Thursday, October 15, 2015

The Downfall of Kenneth Goldsmith: One Final Speculation



I’m no better at predicting the future than you are (a fact which hasn’t stopped me from trying to do so in public) but let’s, for the sake or argument, pretend that I am, that I have a secret crystal ball and I’ve been using it to peer into the Kenneth Goldsmith’s life in the year 2021.  Let’s pretend that what I saw in that crystal ball confirms Goldsmith’s speculation, at the end of Alec Wilkinson’s New Yorker article “The Poet Who Went Too Far,” that he will leave the poetry world and return to the art world, where he will be accepted.  What would such an acceptance signify? What would it tell us about the differences between the poetry and art worlds?

One wonders, immediately, about he question of race.  It was, after all, outrage over race—specifically Goldsmith’s appropriation of the autopsy of Ferguson police shooting victim Michael Brown’s autopsy—that ignited a firestorm of criticism and, in our speculative future history, drove Goldsmith out of the poetry world and back to the art world.  Could it really be the case that the art world cares less about race and racism than the poetry world? It seems unlikely. One imagines both worlds embody roughly the same level of institutionalized racism: the subtle but nevertheless significant kind one comes across in predominantly white, progressive circles.

Alec Wilkinson reports that Goldsmith feels the art world is simply more “accustomed to outrage and turmoil” than the poetry world, and this, I think, is significant, but in a subtler way than we might expect. It’s not that the art world would shrug off a controversial performance about race.  It’s that the art world does not contain many people alienated by Goldsmith’s posturing about the importance of Conceptualism, and the poetry world does. This alienation seems to have played a role in the way justifiable criticism of Goldsmith caught on so quickly and traveled so far.

I want to be careful here, so let me be clear: I think that the most charitable thing one could say Goldsmith’s autopsy reading is that it was a monumental act of insensitivity on a topic where sensitivity is needed—and many have argued for saying things far sharper-edged than that.  I think critics of the performance have generally been in the right, and I recommend Cathy Park Hong’s essay in The New Republic as a good place to see many of these criticisms articulated (along with criticisms of how Wilkinson’s New Yorker represents the controversy). But I think that Goldsmith’s earlier posturings in the poetry world quite probably magnified the impact of his actions.  After all, other recent race-based controversies in poetry—the Tony Hoagland/Claudia Rankine affair, for example—resulted in less widespread criticism.  We didn’t find Hoagland thinking of abandoning poetry for some other, more welcoming realm.

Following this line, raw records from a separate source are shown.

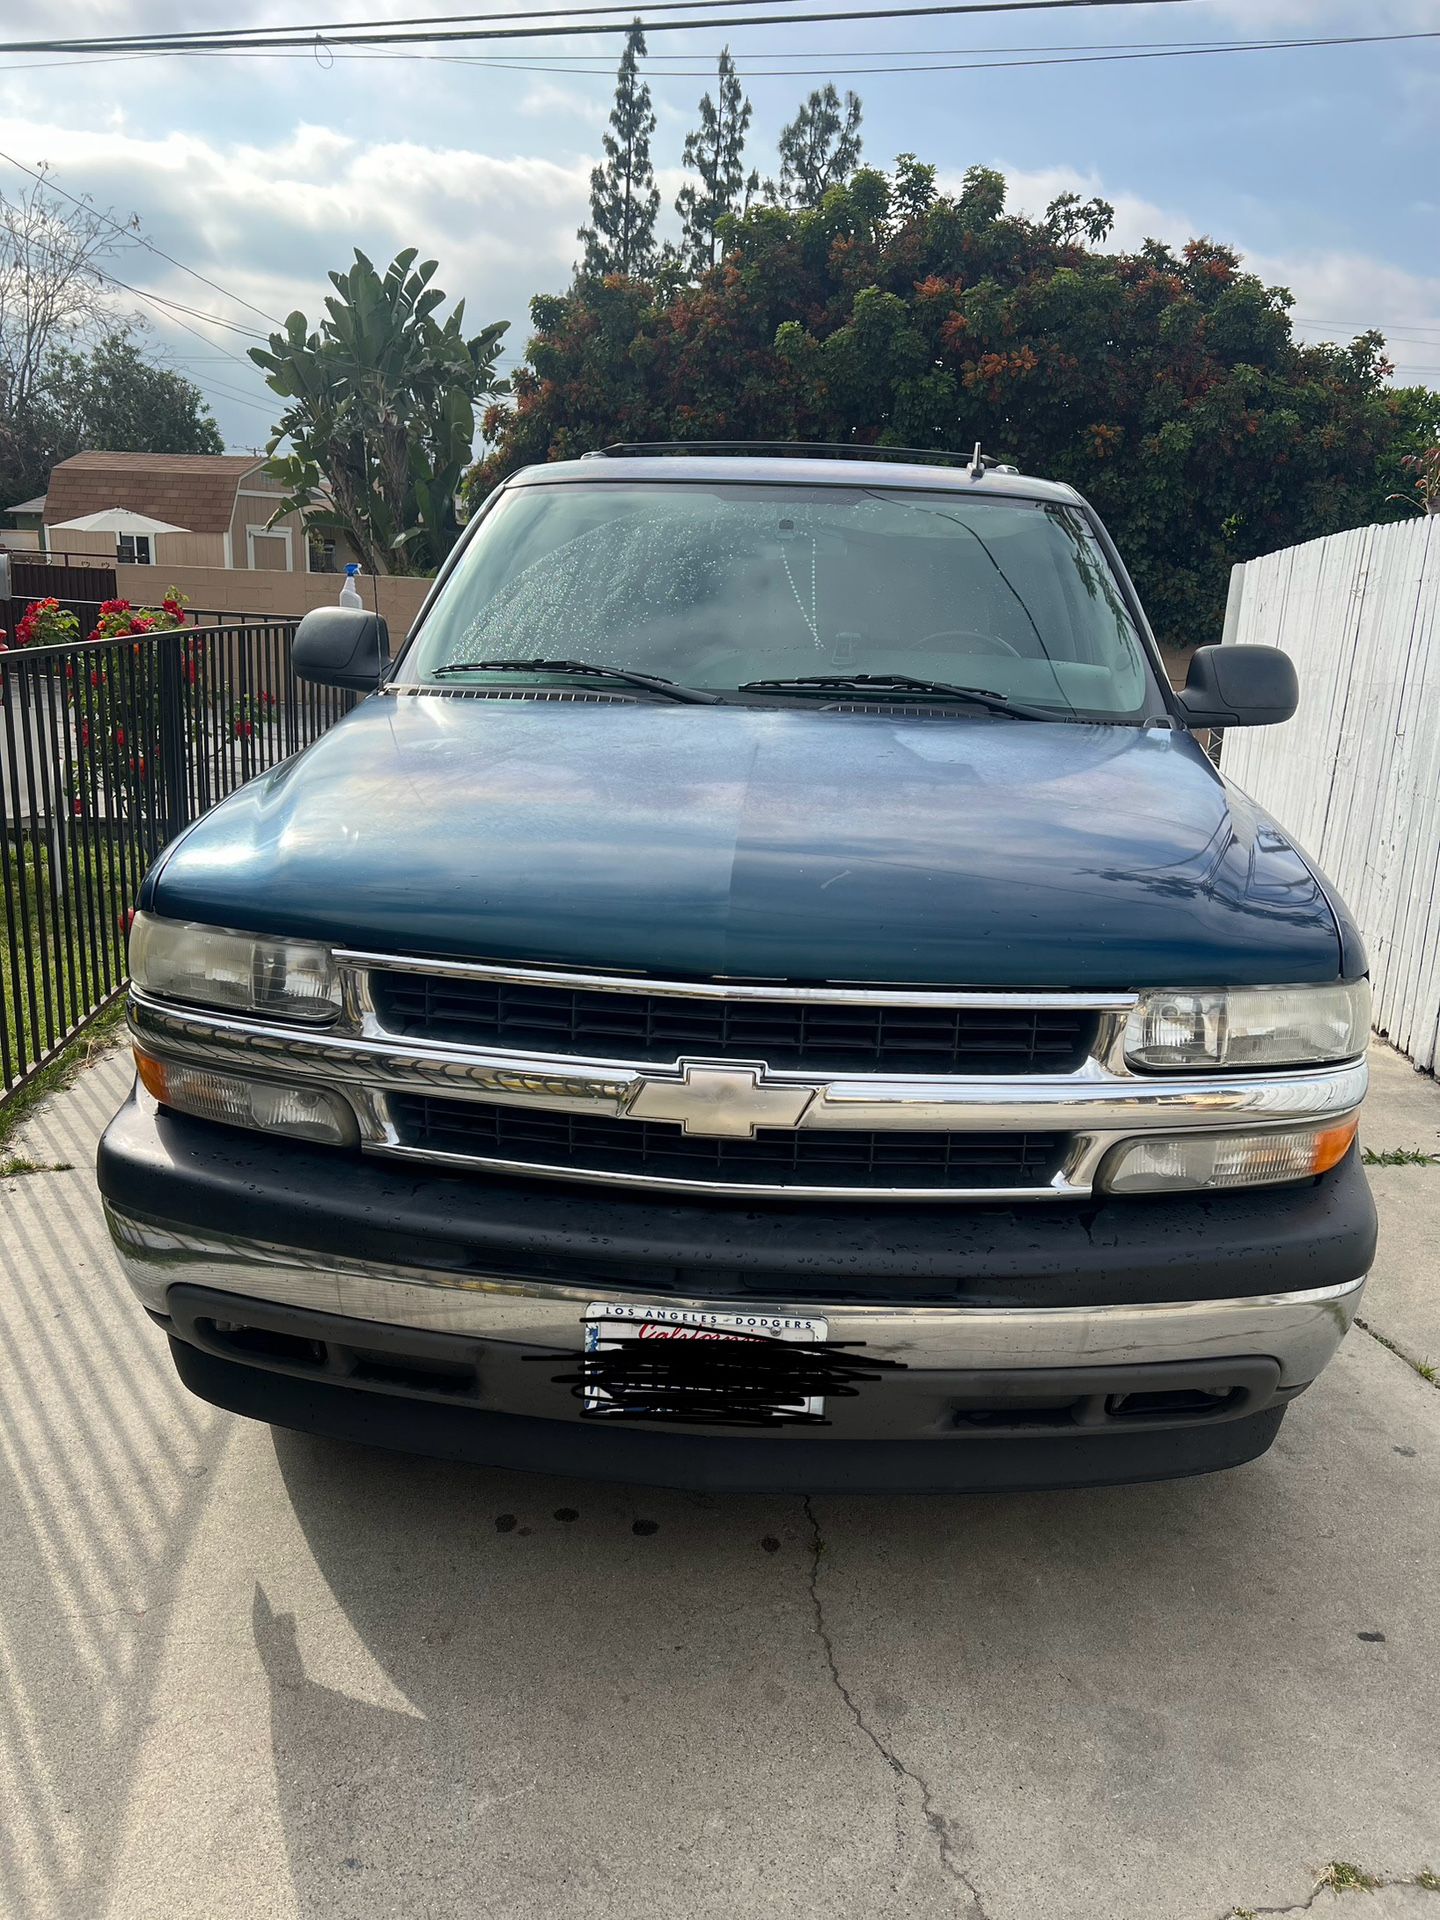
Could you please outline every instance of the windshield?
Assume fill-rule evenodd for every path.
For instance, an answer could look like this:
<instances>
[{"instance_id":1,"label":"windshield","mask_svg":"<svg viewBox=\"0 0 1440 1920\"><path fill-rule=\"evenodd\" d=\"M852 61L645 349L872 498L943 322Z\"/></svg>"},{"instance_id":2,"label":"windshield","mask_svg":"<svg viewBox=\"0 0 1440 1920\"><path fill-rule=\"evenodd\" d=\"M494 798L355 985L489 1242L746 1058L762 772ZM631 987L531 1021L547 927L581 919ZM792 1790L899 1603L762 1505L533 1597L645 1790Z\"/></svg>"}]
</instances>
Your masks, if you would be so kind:
<instances>
[{"instance_id":1,"label":"windshield","mask_svg":"<svg viewBox=\"0 0 1440 1920\"><path fill-rule=\"evenodd\" d=\"M1096 719L1137 717L1150 691L1082 513L939 489L516 488L461 556L401 677L451 680L482 660L586 662L722 694L904 674Z\"/></svg>"}]
</instances>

I think the kind of controversy the art world has seen much more of than the poetry world is the controversy over new movements and the claims made on behalf of them. “The art world’s been through counter-movements, counter-revolutions, and then counter-counter-movements” says Goldsmith in Wilkinson’s article, “people’s idea of art is infinite… Poetry is such an easy place to go in and break up the house.” But Goldsmith may have underestimated how angry he would make people in the poetry world when he attempted to break up the house with notions of unoriginality. And that anger, while not the source of the criticism he received about the autopsy reading, created a very fertile ground for the reception of that criticism.

It’s not that there haven’t been new movements and controversies in poetry, but compared to the art world since, say, the days of Impressionism, we’ve seen very few. We’re less used to them, and have fewer antibodies with which to handle the overblown, partisan rhetoric that accompanies them.  At the very least, we’d have to go back a generation in the art world to find people as alienated by the claims that a new style has rendered old styles irrelevant as people in the poetry world were by Goldsmith’s claims for Conceptualism.  What Leo Steinberg said of the art world in his 1972 book Other Criteria: Confrontations with Twentieth Century Art seems to me entirely true of the poetry world in 2015.  When we are asked to “discard visual [read “literary” or “interpretive”] habits which have been acquired in the contemplation of real masterpieces,” wrote Steinberg, we may find ourselves experiencing “a feeling that one’s accumulated culture or experience is hopelessly devalued.”  And this will lead us either to despair or smoldering rage. “Who,” we might ask, “is this interloper who tells us the ways we’ve learned to read don’t matter? They goddamn well do matter! Fuck that guy!” And when the interloper commits an actual, and very public, act of monumental insensitivity, his critics will find that the flames of their anger meeting with plenty of dry kindling. The fire will be bigger and hotter than it would have been if more people in the field were inclined to view the person favorably, the outrage spreading to those who might otherwise have shrugged it all off.


None of this is to say that there shouldn’t have been a fire, that the criticism was at all unfounded—quite the opposite.  I’m just wondering if it would have burned brightly enough to melt the wax from Goldsmith’s Icarian wings.